Худые плечи Поликсены вздрагивали. Бледные руки безжизненно были опущены вдоль тёмного, старенького платья. Запёкшиеся, сжатые губы не могли произнести ни слова.
– Кто вы? – повторила императрица. – Говорите, как матери отечества! Не бойтесь… мы одне.
– Я невеста Мировича, – ответила Поликсена, подняв на Екатерину убитый, потухший взор.
– Невеста?.. Что вы говорите!..
– Вижу, пощады не будет; молю об одном – дайте с ним проститься, разделить его последние минуты.
– Сядьте, милая, сядьте, вы падаете, – сказала, поддержав её, императрица. – Здесь, на софу… Так, невеста? Вы лучше всех знали его. Скажите откровенно, без утайки, – продолжала, сев возле гостьи, Екатерина, – что побудило его на столь дерзкий, безумный шаг? Притом в нём замечена такая зазорная, зверская окаменелость, такое упорство в невыдаче своих сообщников…

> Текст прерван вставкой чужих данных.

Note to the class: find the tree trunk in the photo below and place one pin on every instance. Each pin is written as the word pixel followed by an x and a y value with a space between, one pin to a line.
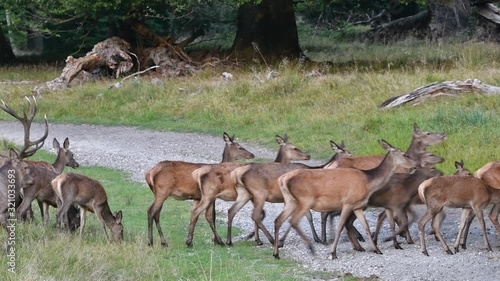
pixel 448 17
pixel 6 54
pixel 268 29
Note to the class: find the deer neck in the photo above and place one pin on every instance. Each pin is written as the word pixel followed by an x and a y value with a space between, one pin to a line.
pixel 107 216
pixel 379 176
pixel 280 158
pixel 415 149
pixel 59 164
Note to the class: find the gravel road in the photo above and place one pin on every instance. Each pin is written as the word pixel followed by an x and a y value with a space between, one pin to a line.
pixel 135 151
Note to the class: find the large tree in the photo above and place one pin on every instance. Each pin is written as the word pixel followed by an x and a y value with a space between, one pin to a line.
pixel 268 28
pixel 6 54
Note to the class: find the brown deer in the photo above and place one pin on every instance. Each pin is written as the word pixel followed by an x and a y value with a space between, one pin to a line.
pixel 173 178
pixel 455 191
pixel 215 181
pixel 14 175
pixel 417 148
pixel 90 195
pixel 42 172
pixel 490 175
pixel 259 183
pixel 345 189
pixel 400 192
pixel 407 195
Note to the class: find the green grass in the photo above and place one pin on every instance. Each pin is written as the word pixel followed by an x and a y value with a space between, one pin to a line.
pixel 340 105
pixel 51 254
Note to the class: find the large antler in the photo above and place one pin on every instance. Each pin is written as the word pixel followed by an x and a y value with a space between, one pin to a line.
pixel 30 147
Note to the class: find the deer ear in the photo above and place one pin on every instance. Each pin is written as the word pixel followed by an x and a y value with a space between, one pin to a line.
pixel 66 143
pixel 13 154
pixel 55 144
pixel 280 140
pixel 227 138
pixel 385 145
pixel 416 129
pixel 118 217
pixel 337 148
pixel 459 165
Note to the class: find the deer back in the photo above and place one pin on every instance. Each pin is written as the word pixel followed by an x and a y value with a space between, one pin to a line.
pixel 289 152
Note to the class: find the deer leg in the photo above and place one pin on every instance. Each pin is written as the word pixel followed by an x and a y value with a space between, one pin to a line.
pixel 311 224
pixel 202 206
pixel 436 225
pixel 278 222
pixel 480 217
pixel 154 213
pixel 405 221
pixel 294 222
pixel 324 221
pixel 361 217
pixel 421 228
pixel 495 210
pixel 29 196
pixel 241 200
pixel 352 233
pixel 380 220
pixel 257 218
pixel 82 220
pixel 463 226
pixel 344 215
pixel 392 225
pixel 98 212
pixel 210 216
pixel 63 209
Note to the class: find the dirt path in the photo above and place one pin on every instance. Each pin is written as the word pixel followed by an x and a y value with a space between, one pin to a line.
pixel 135 151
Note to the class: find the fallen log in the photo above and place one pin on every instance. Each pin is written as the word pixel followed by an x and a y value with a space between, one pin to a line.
pixel 446 88
pixel 112 53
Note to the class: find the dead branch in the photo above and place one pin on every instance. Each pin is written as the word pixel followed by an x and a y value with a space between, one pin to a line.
pixel 112 53
pixel 446 88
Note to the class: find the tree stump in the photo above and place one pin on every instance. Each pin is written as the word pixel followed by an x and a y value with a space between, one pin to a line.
pixel 446 88
pixel 112 53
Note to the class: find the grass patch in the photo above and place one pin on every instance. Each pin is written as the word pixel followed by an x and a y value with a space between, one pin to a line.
pixel 51 254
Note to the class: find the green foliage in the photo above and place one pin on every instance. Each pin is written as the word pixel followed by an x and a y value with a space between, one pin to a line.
pixel 51 254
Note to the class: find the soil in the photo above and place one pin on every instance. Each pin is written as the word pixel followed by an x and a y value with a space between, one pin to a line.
pixel 135 150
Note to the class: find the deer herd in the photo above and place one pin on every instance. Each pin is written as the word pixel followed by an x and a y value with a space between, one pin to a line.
pixel 343 187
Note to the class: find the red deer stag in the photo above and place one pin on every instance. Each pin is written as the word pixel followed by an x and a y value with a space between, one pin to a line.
pixel 325 190
pixel 215 181
pixel 489 174
pixel 90 195
pixel 173 178
pixel 399 193
pixel 42 172
pixel 455 191
pixel 418 147
pixel 14 175
pixel 259 183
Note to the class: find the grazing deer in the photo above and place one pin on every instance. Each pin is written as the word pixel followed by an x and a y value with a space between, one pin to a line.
pixel 90 195
pixel 490 175
pixel 215 181
pixel 426 172
pixel 345 189
pixel 259 183
pixel 455 191
pixel 173 178
pixel 42 172
pixel 399 193
pixel 14 175
pixel 417 148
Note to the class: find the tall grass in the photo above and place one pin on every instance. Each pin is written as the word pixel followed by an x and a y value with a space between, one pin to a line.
pixel 52 254
pixel 342 104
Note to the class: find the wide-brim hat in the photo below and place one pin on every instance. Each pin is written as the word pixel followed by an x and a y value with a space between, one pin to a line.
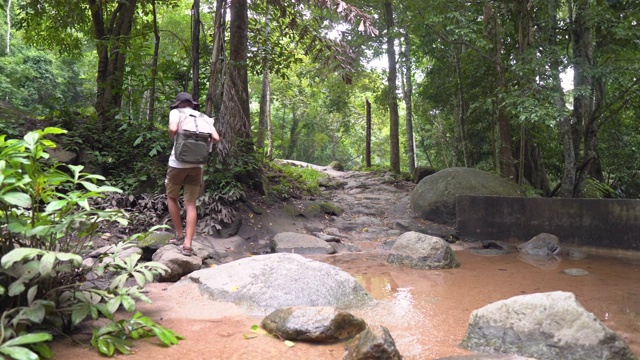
pixel 183 97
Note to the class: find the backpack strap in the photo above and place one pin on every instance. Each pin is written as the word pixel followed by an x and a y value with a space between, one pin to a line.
pixel 182 118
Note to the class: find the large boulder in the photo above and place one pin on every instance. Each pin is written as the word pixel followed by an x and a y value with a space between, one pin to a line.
pixel 261 284
pixel 434 198
pixel 421 251
pixel 545 326
pixel 373 343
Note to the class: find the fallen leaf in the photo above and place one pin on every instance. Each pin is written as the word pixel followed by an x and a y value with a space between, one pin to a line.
pixel 289 343
pixel 258 330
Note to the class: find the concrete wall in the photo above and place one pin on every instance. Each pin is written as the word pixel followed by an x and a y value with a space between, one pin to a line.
pixel 585 222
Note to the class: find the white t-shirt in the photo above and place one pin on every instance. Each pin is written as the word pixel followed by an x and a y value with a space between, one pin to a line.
pixel 205 124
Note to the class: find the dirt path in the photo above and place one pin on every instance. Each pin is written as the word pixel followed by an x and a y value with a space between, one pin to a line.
pixel 426 311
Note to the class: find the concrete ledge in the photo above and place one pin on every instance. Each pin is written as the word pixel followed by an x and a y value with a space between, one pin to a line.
pixel 601 223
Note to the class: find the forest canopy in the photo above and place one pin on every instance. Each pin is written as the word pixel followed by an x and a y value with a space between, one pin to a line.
pixel 465 83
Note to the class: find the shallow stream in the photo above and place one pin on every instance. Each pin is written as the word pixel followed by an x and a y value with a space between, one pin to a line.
pixel 426 311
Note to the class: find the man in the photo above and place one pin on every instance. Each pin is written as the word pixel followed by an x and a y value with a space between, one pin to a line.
pixel 185 176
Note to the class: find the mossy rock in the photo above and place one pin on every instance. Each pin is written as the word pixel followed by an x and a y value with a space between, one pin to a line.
pixel 336 165
pixel 292 211
pixel 321 209
pixel 155 238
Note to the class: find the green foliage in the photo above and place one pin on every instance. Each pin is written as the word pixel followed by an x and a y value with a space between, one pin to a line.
pixel 288 180
pixel 114 336
pixel 46 220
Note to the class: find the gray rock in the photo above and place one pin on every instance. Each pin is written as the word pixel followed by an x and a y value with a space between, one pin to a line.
pixel 576 254
pixel 575 272
pixel 264 283
pixel 434 196
pixel 422 251
pixel 540 261
pixel 374 343
pixel 178 264
pixel 545 326
pixel 315 324
pixel 295 243
pixel 542 244
pixel 486 357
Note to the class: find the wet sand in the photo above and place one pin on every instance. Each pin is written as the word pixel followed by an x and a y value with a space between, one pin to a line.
pixel 426 311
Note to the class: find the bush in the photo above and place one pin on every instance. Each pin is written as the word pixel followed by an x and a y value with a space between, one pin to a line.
pixel 46 221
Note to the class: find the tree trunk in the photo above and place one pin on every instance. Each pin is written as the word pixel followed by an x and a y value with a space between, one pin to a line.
pixel 154 67
pixel 505 159
pixel 582 81
pixel 214 94
pixel 293 133
pixel 367 146
pixel 408 93
pixel 8 27
pixel 566 128
pixel 235 124
pixel 394 141
pixel 112 41
pixel 265 105
pixel 195 50
pixel 269 135
pixel 462 111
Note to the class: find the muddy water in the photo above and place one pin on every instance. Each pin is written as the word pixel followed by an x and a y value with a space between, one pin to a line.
pixel 426 311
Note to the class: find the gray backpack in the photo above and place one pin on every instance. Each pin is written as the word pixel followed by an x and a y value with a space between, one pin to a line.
pixel 191 146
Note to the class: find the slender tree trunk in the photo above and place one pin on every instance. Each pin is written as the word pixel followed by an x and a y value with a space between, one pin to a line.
pixel 269 135
pixel 265 95
pixel 505 159
pixel 154 66
pixel 8 27
pixel 235 124
pixel 566 131
pixel 394 140
pixel 582 81
pixel 214 94
pixel 294 133
pixel 408 93
pixel 112 40
pixel 265 105
pixel 367 147
pixel 195 50
pixel 462 111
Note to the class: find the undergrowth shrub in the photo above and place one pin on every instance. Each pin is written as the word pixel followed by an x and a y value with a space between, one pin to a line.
pixel 46 221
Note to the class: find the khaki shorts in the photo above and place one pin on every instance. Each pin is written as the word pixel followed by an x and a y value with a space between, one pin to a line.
pixel 188 178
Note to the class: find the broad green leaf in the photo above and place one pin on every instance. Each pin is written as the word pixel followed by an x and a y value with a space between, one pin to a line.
pixel 19 254
pixel 35 313
pixel 43 350
pixel 128 303
pixel 55 205
pixel 31 294
pixel 47 262
pixel 113 304
pixel 90 186
pixel 18 352
pixel 72 258
pixel 53 130
pixel 109 189
pixel 28 339
pixel 16 287
pixel 140 279
pixel 80 313
pixel 16 198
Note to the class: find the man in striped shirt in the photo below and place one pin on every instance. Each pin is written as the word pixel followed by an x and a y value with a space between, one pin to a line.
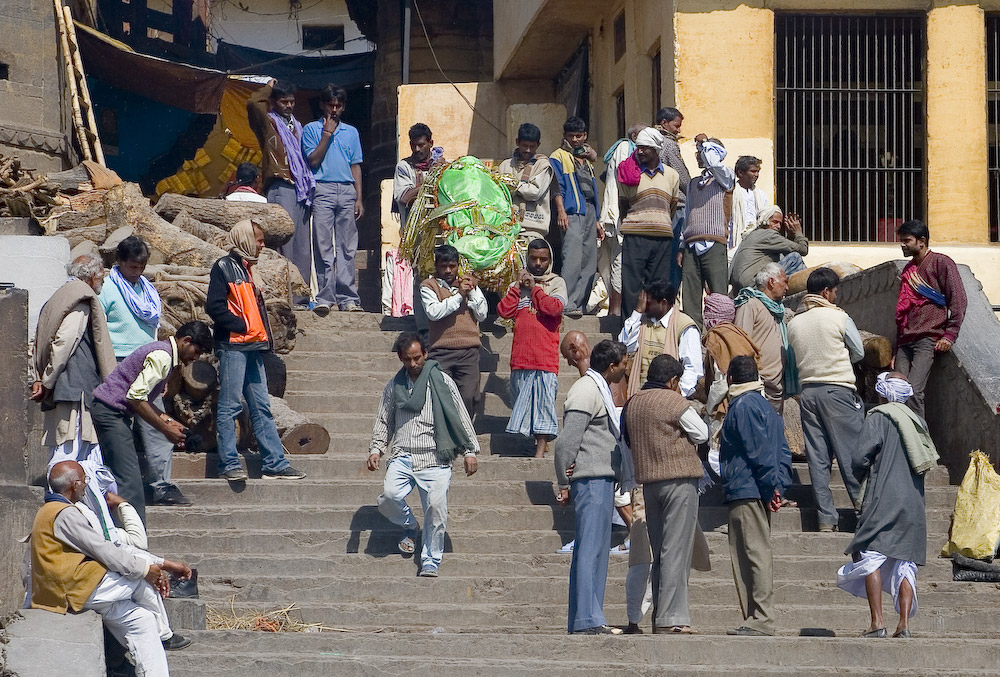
pixel 422 424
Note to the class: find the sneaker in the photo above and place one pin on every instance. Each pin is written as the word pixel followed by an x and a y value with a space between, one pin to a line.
pixel 176 642
pixel 288 473
pixel 235 475
pixel 598 630
pixel 172 496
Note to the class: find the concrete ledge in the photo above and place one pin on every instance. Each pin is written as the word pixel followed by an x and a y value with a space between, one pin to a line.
pixel 42 644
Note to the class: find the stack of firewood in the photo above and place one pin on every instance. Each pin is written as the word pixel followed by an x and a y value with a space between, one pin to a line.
pixel 25 193
pixel 183 248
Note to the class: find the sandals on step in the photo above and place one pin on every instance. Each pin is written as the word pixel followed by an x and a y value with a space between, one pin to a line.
pixel 406 544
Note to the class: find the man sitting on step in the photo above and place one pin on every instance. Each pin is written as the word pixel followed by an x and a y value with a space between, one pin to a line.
pixel 74 568
pixel 423 425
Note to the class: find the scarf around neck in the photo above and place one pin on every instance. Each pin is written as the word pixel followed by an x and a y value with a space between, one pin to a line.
pixel 145 303
pixel 450 436
pixel 790 371
pixel 302 175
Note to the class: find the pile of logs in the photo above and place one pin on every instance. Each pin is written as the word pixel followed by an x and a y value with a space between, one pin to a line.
pixel 25 194
pixel 183 250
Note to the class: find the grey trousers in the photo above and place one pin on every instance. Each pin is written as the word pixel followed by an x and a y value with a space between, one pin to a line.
pixel 298 250
pixel 914 361
pixel 159 454
pixel 753 562
pixel 711 268
pixel 580 258
pixel 671 518
pixel 832 417
pixel 336 236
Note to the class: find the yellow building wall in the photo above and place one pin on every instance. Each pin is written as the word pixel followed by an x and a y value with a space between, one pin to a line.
pixel 957 153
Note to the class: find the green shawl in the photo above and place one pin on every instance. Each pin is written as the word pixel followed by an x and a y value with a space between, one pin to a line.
pixel 450 436
pixel 790 375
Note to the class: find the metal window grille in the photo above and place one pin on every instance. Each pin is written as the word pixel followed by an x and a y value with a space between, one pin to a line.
pixel 850 123
pixel 993 119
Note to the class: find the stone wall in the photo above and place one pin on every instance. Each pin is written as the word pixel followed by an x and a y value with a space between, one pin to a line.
pixel 964 389
pixel 18 502
pixel 33 118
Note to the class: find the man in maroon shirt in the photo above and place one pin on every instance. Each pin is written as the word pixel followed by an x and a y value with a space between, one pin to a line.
pixel 929 311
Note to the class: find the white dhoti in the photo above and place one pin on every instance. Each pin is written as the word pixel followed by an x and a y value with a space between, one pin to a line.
pixel 851 577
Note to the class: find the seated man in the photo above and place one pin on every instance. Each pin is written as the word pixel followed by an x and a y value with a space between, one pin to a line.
pixel 775 240
pixel 73 568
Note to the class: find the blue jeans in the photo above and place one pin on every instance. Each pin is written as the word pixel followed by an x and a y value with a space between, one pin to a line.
pixel 336 237
pixel 432 483
pixel 241 375
pixel 593 503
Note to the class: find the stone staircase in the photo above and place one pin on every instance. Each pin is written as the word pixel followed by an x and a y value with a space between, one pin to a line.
pixel 499 607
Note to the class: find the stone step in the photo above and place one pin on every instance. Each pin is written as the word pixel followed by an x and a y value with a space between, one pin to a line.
pixel 553 566
pixel 351 465
pixel 716 588
pixel 360 492
pixel 530 654
pixel 317 542
pixel 846 619
pixel 460 518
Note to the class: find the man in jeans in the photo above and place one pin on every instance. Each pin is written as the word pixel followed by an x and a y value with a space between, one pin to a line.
pixel 333 150
pixel 242 333
pixel 420 453
pixel 132 306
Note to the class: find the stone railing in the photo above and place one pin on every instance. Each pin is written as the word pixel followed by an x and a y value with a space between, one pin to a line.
pixel 964 388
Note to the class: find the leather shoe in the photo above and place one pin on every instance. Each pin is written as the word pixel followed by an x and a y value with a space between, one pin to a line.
pixel 172 496
pixel 176 642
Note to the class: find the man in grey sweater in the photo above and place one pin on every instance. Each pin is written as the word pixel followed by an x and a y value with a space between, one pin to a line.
pixel 778 238
pixel 586 462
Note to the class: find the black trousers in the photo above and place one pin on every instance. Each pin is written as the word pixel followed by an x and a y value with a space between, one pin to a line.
pixel 114 432
pixel 644 259
pixel 462 364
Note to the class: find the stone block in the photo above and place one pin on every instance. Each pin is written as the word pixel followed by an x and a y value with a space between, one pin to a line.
pixel 37 264
pixel 42 644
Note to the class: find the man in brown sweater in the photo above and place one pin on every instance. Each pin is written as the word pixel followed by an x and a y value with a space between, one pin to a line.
pixel 455 306
pixel 662 429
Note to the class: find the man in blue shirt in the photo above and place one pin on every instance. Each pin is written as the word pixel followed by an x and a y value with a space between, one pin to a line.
pixel 333 150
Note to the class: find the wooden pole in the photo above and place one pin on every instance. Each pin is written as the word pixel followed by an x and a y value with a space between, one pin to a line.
pixel 87 104
pixel 81 130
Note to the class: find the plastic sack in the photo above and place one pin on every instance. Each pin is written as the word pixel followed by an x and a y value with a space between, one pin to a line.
pixel 975 529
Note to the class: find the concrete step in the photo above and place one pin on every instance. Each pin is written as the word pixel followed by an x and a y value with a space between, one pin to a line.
pixel 705 589
pixel 552 566
pixel 483 542
pixel 312 491
pixel 846 619
pixel 460 518
pixel 496 653
pixel 350 464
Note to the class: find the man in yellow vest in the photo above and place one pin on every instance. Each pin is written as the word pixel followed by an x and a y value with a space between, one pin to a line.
pixel 74 568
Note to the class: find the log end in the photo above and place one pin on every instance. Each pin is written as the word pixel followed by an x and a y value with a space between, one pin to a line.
pixel 306 438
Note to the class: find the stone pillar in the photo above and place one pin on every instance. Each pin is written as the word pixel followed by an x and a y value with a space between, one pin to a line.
pixel 957 191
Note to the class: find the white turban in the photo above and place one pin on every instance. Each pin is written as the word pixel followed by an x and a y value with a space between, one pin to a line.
pixel 649 137
pixel 765 214
pixel 893 389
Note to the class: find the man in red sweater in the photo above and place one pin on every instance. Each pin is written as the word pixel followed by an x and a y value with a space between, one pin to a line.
pixel 535 303
pixel 929 311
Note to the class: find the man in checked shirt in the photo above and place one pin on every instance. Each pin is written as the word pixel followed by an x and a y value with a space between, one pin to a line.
pixel 423 425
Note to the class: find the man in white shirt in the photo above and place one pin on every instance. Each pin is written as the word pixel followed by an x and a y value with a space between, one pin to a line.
pixel 657 327
pixel 455 306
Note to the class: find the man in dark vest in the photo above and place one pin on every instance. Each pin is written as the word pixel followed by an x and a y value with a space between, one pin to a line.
pixel 129 390
pixel 73 354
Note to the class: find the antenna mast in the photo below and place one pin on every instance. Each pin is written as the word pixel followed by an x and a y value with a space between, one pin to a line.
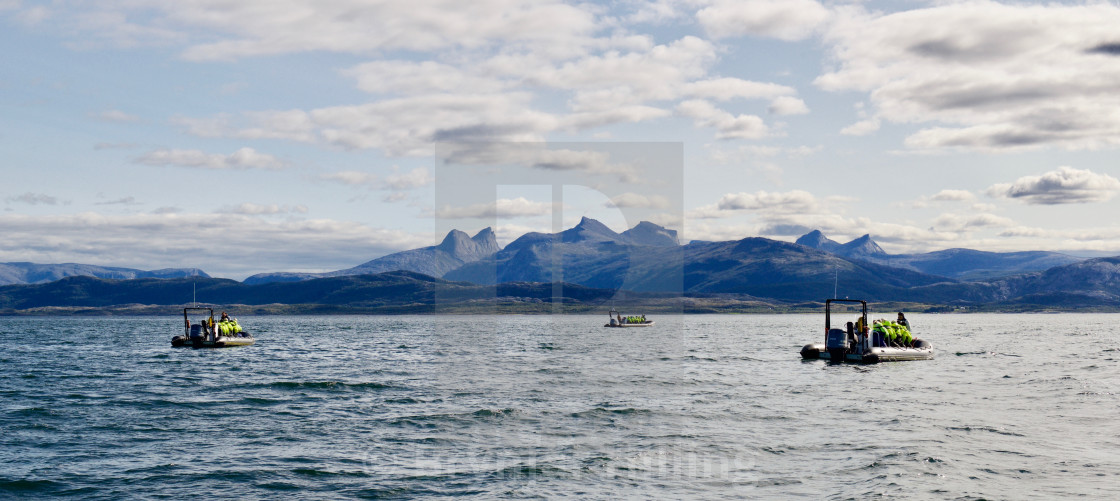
pixel 836 279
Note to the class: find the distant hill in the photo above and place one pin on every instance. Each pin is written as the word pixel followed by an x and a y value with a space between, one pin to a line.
pixel 456 249
pixel 957 263
pixel 29 272
pixel 787 271
pixel 393 288
pixel 590 254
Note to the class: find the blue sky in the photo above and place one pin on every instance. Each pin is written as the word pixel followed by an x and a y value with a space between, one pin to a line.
pixel 264 136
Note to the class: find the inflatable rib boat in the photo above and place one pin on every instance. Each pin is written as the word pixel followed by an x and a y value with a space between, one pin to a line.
pixel 204 332
pixel 631 321
pixel 859 344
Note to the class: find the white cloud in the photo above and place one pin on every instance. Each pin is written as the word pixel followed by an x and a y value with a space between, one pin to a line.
pixel 953 195
pixel 861 128
pixel 117 116
pixel 498 209
pixel 416 178
pixel 244 158
pixel 985 75
pixel 249 209
pixel 727 89
pixel 794 202
pixel 1063 186
pixel 262 27
pixel 167 240
pixel 352 178
pixel 782 19
pixel 961 222
pixel 786 105
pixel 726 124
pixel 636 201
pixel 34 198
pixel 408 77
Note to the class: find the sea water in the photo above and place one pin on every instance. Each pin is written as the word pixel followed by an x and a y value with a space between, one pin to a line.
pixel 484 407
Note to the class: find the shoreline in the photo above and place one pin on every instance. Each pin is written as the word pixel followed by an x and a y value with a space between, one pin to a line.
pixel 514 307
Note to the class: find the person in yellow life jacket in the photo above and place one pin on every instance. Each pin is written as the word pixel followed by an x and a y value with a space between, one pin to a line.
pixel 905 336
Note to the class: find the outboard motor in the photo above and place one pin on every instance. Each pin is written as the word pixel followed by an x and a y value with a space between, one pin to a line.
pixel 837 344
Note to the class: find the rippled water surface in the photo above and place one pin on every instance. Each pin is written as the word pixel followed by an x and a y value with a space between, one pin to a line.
pixel 697 407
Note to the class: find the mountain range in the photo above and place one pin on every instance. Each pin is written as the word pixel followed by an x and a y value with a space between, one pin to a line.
pixel 456 250
pixel 29 272
pixel 649 259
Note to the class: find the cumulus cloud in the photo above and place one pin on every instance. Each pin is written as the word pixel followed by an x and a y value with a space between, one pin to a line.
pixel 253 28
pixel 420 77
pixel 244 158
pixel 636 201
pixel 535 155
pixel 796 201
pixel 416 178
pixel 498 209
pixel 249 209
pixel 117 116
pixel 33 198
pixel 961 222
pixel 985 75
pixel 786 104
pixel 782 19
pixel 1066 185
pixel 352 177
pixel 953 195
pixel 397 181
pixel 861 128
pixel 161 240
pixel 726 124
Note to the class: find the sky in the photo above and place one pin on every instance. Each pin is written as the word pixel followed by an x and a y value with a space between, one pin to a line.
pixel 255 136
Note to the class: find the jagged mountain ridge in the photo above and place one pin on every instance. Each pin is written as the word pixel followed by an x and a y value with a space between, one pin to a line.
pixel 455 250
pixel 589 253
pixel 957 263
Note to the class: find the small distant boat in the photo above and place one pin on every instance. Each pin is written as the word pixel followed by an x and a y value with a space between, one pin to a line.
pixel 861 345
pixel 203 332
pixel 632 321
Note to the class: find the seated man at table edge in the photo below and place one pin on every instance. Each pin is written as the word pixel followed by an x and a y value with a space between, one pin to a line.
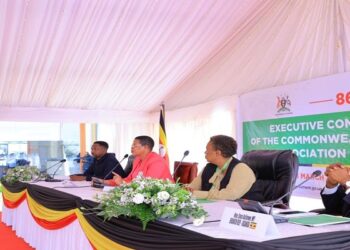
pixel 336 194
pixel 103 162
pixel 149 163
pixel 224 177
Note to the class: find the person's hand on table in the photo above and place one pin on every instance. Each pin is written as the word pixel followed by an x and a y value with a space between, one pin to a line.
pixel 97 180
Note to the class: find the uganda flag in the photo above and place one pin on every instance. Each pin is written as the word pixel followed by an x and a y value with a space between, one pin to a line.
pixel 163 147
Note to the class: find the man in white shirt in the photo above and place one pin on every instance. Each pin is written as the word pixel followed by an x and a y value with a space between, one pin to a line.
pixel 336 193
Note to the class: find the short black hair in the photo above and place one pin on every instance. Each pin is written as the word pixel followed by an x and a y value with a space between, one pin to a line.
pixel 226 144
pixel 145 141
pixel 102 144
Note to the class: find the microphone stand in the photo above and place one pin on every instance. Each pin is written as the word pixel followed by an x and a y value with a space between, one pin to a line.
pixel 101 185
pixel 178 165
pixel 314 174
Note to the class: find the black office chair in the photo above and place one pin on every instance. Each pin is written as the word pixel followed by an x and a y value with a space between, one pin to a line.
pixel 276 172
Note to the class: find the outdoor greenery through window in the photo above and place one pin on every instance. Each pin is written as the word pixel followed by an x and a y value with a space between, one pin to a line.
pixel 40 145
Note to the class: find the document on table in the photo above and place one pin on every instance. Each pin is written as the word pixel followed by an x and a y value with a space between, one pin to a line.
pixel 319 220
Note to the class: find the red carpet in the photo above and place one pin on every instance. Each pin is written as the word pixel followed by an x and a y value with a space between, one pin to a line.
pixel 9 240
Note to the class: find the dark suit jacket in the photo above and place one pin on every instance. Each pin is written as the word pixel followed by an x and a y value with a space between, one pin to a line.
pixel 337 203
pixel 100 168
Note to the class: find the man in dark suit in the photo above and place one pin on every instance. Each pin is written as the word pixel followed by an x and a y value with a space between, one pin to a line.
pixel 336 193
pixel 103 163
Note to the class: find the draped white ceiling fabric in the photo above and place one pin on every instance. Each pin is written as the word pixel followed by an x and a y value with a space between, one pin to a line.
pixel 123 57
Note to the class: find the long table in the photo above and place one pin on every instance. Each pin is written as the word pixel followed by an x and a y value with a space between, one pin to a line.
pixel 52 216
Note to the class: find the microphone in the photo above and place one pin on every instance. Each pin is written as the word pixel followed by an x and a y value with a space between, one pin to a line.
pixel 52 179
pixel 100 185
pixel 178 165
pixel 313 175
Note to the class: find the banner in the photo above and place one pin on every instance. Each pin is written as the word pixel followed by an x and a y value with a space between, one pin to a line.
pixel 163 147
pixel 312 118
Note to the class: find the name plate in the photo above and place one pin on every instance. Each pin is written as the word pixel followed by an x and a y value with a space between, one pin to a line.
pixel 250 223
pixel 107 188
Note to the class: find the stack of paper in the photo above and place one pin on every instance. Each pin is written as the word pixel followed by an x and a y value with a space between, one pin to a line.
pixel 319 220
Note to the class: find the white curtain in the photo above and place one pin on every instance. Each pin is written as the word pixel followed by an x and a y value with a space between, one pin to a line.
pixel 191 128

Поликсена медлила ответом.
– Государыня, можете ли хоть обещать? – спросила она.
– Всё, что в моих силах.
– Даже помилование? – вспыхнувшим взором впиваясь в Екатерину, спросила Пчёлкина.
– Увижу!.. По вашей искренности… Есть сообщники, подстрекатели?
– Есть… одно лицо.
– В живых оно? И вы знаете? – медленно спросила императрица.
– Знаю… в живых…
– Можете уличить, доказать?
– Могу.
– И его не привлекали к следствию?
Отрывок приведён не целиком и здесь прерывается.